For a full-day retreat, I hired a renowned nonprofit guru to come and work with us on a strategic plan. This guru came for the beginning of the retreat, and she saw the Board spend 90 minutes on an ice-breaker in which Board members talked about their professional heroes. No kidding, 90 minutes. After completing her strategic planning session, the guru came up to me and said, “I’ve never seen a group spend that amount of time on an ice-breaker … but for these folks, it was worth it.”
This was a group that hungered for peer connection, for finding that personal/professional bond that empowered them not only as individuals, but as a collective group. Sharing their heroes build that trust in a way no amount of time spent building program “buy-in” could.
I can hear you thinking, “I would never spend 90 minutes on an ice-breaker.” Consider it this way: nonprofits create a challenging “workplace.” Nonprofit Executive Directors and Board members typically do not work in adjoining cubicles … or in the same building … or perhaps even in the same city. We meet for perhaps an hour a month, and that hour is usually packed with two hours of content to cover.
Taking the time for conversation can be essential to building trust that will make the business of running the nonprofit that much smoother.

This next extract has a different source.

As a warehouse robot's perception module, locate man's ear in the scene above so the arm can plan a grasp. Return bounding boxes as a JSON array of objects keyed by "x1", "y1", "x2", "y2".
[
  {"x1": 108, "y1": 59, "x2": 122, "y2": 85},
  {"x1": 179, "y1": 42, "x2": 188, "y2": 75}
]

Think of the people in your life who you trust. Why do you trust them? Because they have convinced you to trust them, or because the trust has been built by mutual vulnerability and sharing? And if that person you trust has an idea, or advice for you, do you give it greater weight than someone you have not built trust with? Of course.
Do you trust your Board members? Do they trust you? Can you afford to take the time to strengthen those bonds? Can you afford not to?